RSS

#7: Mike Tyson’s Punch-Out!!

03 Mar
Mike Tyson's Punch-Out!!

December 1987: Mike Tyson’s Punch-Out!!

One does not imagine that Mike Tyson has ever spent a significant amount of time actually playing Mike Tyson’s Punch-Out!!, though doubtless he has played it at least once, on camera, for publicity purposes, if nothing else. But the image of Mike Tyson spending hours learning the patterns and perfecting the timing required to beat each of the racial stereotypes that stand before you as obstacles on the path to a bout with Mike Tyson himself is rather preposterous. He did, after all, have an actual boxing career in the real world to concentrate on, which you’d have to assume would take precedence.

This is the curious thing about celebrity endorsements of video games, a phenomenon which is confined almost entirely to the genre of sports games, which generally provide an experience that is almost, but not entirely, completely dissimilar to actually participating in the sport in question. Evaluating your opponent’s tactics and finding ways to exploit their weaknesses is, I’m sure, a key skill in boxing, but I feel like its importance somewhat pales in comparison to the ability to take multiple blows to the head without falling unconscious. I am probably better than Mike Tyson at Mike Tyson’s Punch-Out!! but I would certainly never want to get into an actual boxing ring with him. A NES can provide you with a series of opponents who operate according to predictable patterns with clear vulnerabilities, but, barring some extremely hardcore and probably illegal modifications, it can’t punch you in the face. Jumping ahead a bit, games like the boxing mode of Wii Sports might even give you a actual physical workout, but they still won’t punch you in the actual physical face.

I am not, to be clear, suggesting that this is a bad thing, or that these games are in some way failures for being inadequate representations of the sports they purport to simulate. That’s not really what anyone expects, or even particularly wants from these games. So why then would a celebrity endorsement even matter? What does Mike Tyson know about video games anyway?

Well, if we’re conceding that Mike Tyson’s Punch-Out!! does not fail in an attempt to simulate the experience of boxing so much as it makes no real attempt to do any such thing, perhaps we should stop talking about it as a boxing game and start talking about it as a video game for a little while.

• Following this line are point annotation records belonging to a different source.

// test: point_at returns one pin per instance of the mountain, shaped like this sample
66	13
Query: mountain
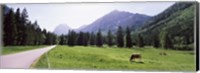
80	28
61	29
177	21
116	18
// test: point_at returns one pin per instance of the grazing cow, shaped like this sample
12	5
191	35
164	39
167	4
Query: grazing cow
135	56
163	54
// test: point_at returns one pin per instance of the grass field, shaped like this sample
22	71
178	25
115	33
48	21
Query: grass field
16	49
79	57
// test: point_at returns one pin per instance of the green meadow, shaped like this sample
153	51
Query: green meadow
16	49
113	58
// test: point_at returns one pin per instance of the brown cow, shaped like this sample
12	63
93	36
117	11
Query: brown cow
135	56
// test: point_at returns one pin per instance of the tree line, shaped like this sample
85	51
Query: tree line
19	30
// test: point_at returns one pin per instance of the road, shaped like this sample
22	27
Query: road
22	59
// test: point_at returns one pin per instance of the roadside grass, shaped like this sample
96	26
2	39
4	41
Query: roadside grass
113	58
16	49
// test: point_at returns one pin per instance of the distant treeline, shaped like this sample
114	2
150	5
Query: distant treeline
19	30
121	39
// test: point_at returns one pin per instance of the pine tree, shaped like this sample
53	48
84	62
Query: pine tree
140	41
128	38
9	29
92	39
24	20
110	38
99	39
80	39
156	42
167	42
120	37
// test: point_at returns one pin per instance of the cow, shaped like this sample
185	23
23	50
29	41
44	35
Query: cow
135	56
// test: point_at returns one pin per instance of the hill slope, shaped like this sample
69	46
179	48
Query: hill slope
117	18
61	29
177	21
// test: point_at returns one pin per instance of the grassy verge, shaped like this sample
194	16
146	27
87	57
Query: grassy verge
112	58
16	49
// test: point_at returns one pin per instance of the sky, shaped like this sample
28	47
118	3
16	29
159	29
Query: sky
76	15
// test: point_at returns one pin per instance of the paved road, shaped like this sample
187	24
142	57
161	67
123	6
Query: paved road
22	59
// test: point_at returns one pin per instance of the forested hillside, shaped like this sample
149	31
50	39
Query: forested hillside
175	24
19	30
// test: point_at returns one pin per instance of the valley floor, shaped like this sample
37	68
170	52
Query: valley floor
113	58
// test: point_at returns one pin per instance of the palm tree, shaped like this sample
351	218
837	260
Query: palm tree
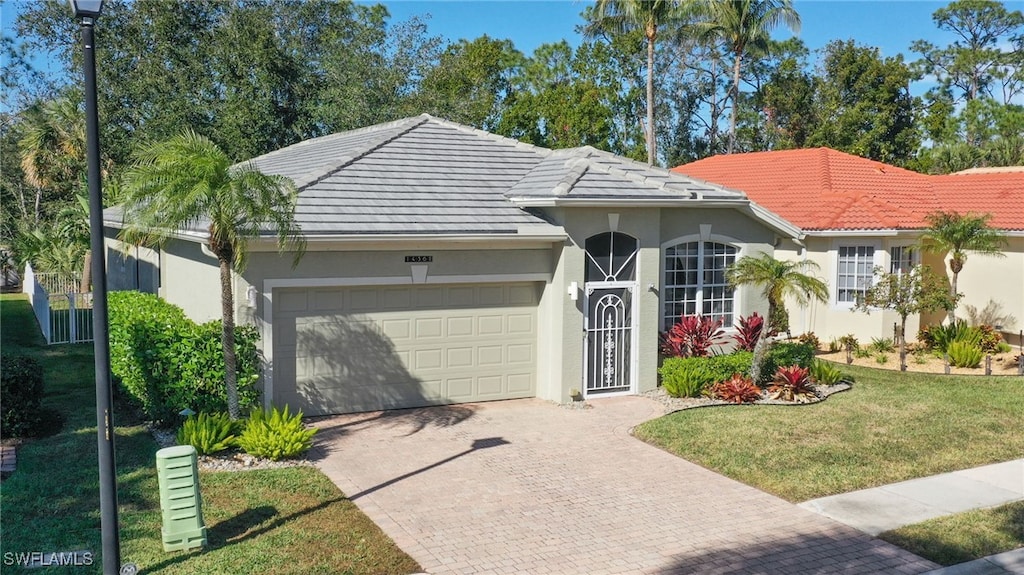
52	146
188	181
745	28
622	15
955	233
778	279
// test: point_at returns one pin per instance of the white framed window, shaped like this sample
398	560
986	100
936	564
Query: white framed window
854	272
902	259
694	281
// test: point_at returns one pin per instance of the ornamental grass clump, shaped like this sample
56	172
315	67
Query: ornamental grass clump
824	373
275	435
964	354
208	433
792	384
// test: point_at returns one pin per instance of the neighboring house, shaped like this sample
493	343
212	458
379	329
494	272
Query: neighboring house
857	214
448	265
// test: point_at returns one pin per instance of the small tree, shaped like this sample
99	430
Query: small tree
778	279
956	233
918	291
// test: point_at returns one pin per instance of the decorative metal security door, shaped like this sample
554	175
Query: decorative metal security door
609	339
610	280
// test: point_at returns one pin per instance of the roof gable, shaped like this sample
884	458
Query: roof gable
825	189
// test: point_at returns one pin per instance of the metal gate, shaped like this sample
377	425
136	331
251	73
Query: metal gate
609	338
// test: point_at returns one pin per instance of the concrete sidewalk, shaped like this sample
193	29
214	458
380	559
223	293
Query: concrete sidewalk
881	509
890	506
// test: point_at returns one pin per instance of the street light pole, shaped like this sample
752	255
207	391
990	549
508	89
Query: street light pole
87	11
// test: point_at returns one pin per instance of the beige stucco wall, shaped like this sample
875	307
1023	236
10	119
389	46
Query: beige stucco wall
130	267
987	278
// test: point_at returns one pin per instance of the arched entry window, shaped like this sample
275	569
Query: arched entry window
694	281
611	257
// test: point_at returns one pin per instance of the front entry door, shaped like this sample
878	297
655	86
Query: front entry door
609	338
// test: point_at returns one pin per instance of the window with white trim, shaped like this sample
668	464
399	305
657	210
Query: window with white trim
856	269
902	259
694	281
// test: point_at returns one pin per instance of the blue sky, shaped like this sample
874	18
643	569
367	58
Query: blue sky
891	26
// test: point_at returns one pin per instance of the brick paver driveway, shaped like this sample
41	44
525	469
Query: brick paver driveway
525	486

In their own ways, all of the games we’ve looked at so far have taken somewhat of a kitchen sink approach, throwing all kinds of different things at the player, so that if one doesn’t quite land, there’ll soon be something totally different around. The Legend of Zelda is obviously the epitome of this, but even Bubble Bobble, despite its confined space, has a wide variety of enemies, bubbles that create waterfalls, bonus bubbles with letters inside that can add up to extra lives, and so on.

Mike Tyson’s Punch-Out!! does not do this. Instead, it does one thing, and concentrates on doing it well. It is, essentially a series of boss fights; learn their patterns, figure out which of the five moves you have at your disposal you need to use to counter them and when, and keep on pumping away until you win. The difficulty curve is pretty excellently pitched; as you progress through the ranks, the game will expect faster and faster reaction times, and punish you more and more harshly for your mistakes. Checkpoints are provided every few fights so that you don’t need to beat the hell out of Glass Joe over and over when you’ve already progressed well beyond the point where doing so provides any useful learning experience, but spaced apart enough that there are real stakes to the ‘title bouts’ that occur just before each checkpoint.

It is, in the end, not an excellent simulation of boxing, but an excellent simulation of a fantasy of being a boxer. And that’s what people are really looking for when they play these kind of celebrity endorsed sports games. All the thrills of being in the ring, of driving a rally car, of doing cool tricks on a skateboard; none of the risks of brain damage from too many blows to the head, of flipping your car into a ditch, of breaking your ribs falling of the board. And hey, while we’re being fantasists, why not pretend that if a real pro like Mike Tyson or Colin McRae or Tony Hawk says it’s cool, then that totally lends authenticity to our fantasy? As stretches of reality go, that’s just a drop in the ocean compared to pretending that I’d stand any chance in the ring against Mike Tyson.

 

NEXT: METROID

 
1 Comment

Posted by on March 3, 2015 in 1987, NES

 

One response to “#7: Mike Tyson’s Punch-Out!!

  1. Iain Mew (@iainmew)

    March 3, 2015 at 7:04 am

    Playing this for the first time I was really struck by the contrast between the simplistic gameplay and the presentation, those elaborate intros and between round screens and all. It seemed like a step towards the future compared to anything else you’ve covered so far, although I suspect others have had stuff like that but in the manual rather than on screen.